Return popup window response with the Broadcast Channel API
/ 5 min read
Introduction
The Broadcast Channel API is a Web API that allows communication between browser windows and tabs on the same origin.
In this blog post I will demonstrate how you can use it to communicate a response from a browser popup window back to the main window which opened the popup.
Background
In Cloudpress, I allow users to connect their Content Management System (CMS), Google Drive, and Notion accounts. Some of these applications uses OAuth 2.0 (or OpenID Connect) for authorization. When a user connects one of these applications, I initiate the OAuth 2.0 Authorization Code flow in a popup window.
Once the user has completed the authorization flow, I need to be able to access the details for the newly connected account inside the browser tab that initiated the flow. To achieve this, I use the Broadcast Channel API to communicate back from the popup window to the originating browser tab.
The following diagram describes this flow better:
- The user uses Cloudpress and wants to export a document from their Google Drive. They do not have a Google Drive connected, so they click the “Connect Account” button.
- The Google OAuth flow is initiated in a popup window and the user authorizes Cloudpress to access their Google account.
- The main application browser tab is notified that the user completed the authorization flow, and refreshes the list of available accounts using
XMLHttpRequest(i.e. an AJAX call).
In the scenario above, I use the Broadcast Channel API to notify the main application browser tab once the authorization flow is complete and the popup window closes.
Why use a popup window?
A quick sidenote about why I chose to open a popup window for the authorization flow, rather than initiate the authorization flow inside the current browser tab:
- Cloudpress is a React application. If I navigate the user away from the current page in Cloudpress to perform the authorization flow in the same window, upon redirect, the entire React application will need to load again.
- Cloudpress has many multistep processes for exporting content. If I launch the authorization flow in the same browser tab as Cloudpress, I will interrupt the user’s current flow. Having it open in a popup window is less interrupting.
If you’re curious and want to see this in action, look at our video for connecting your Notion account to Cloudpress to get a better understanding of the flow from the user’s point of view.
Using the Broadcast Channel API
The Broadcast Channel API itself is pretty simple. The first thing you need to do is to create a channel by calling the constructor and passing the name of the channel as the name parameter:
const bc = new BroadcastChannel('add-oauth-connection-channel');The second step is to listen for events by connecting a handler to the onmessage event or using the addEventListener method.
// Register a handler in the window where you want to listen to eventsbc.onmessage = (event) => { console.log(event);};
// Alternatively, you can add an event listener by calling the addEventListener methodbc.addEventListener("message", (event) => { console.log(event);});To broadcast a message to the channel, call the postMessage method. This method takes any kind of Object as a parameter.
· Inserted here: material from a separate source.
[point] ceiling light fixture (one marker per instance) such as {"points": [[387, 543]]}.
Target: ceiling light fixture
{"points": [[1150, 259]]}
// Broadcast an event to all listeners by calling the postMessage methodbc.postMessage("This is a test message.");What this looks like in Cloudpress
In the scenario described previously, where I use this when connecting external accounts via the OAuth 2.0 Authorization Code flow, this looks as follows:
First, in the Cloudpress frontend (a React application), I create a BroadcastChannel instance and hook up the onmessage event which uses the Fetch API to refresh the list of accounts. I also make sure to clean up after myself by calling the close() method to terminate the connection to the underlying channel.
// In the Cloudpress frontend (a React application)useEffect(() => { const bc = new BroadcastChannel('add-oauth-connection-channel'); bc.onmessage = (event) => { // Do a fetch request to update the list of available accounts };
return () => { bc.close(); };});In the Cloudpress backend, an ASP.NET Core application which handles the OAuth 2.0 Authorization Code flow, once the flow is complete, I render the following HTML response.
<!-- In the Cloudpress backend (an ASP.NET Core application) --><script> const bc = new BroadcastChannel('add-oauth-connection-channel'); bc.postMessage("[The message to send to the frontend]");
window.close();</script>This will create a Broadcast channel with the same name as the Cloudpress frontend and broadcasts a message to the frontend. After broadcasting the message, I close the popup by calling the Window.close() method.
What about using window.postMessage?
Another option to do this could be to use the postMessage() method of the Window object. This is what I did for the longest time in Cloudpress, but I suddenly started receiving support requests from users that they were unable to connect their accounts.
Looking into this it seemed that, due to browser security settings, this approach stopped working for many users. So, I had to find a different approach and came across the Broadcast Channel API.
The Broadcast Channel API has worked reliably for me and is arguably a more modern and correct approach. It has been widely available across browsers since March 2022.
If you currently use the Window.postMessage() event, I suggest you look into replacing it with the Broadcast Channel API.
Conclusion
In this blog post, I described how I use the Broadcast Channel API to communicate a response back from a browser popup window to the window which opened it.
This is one use specific use case, but you can use the Broadcast Channel API in a number of different scenarios where you want to communicate between different browser windows or tabs of your application.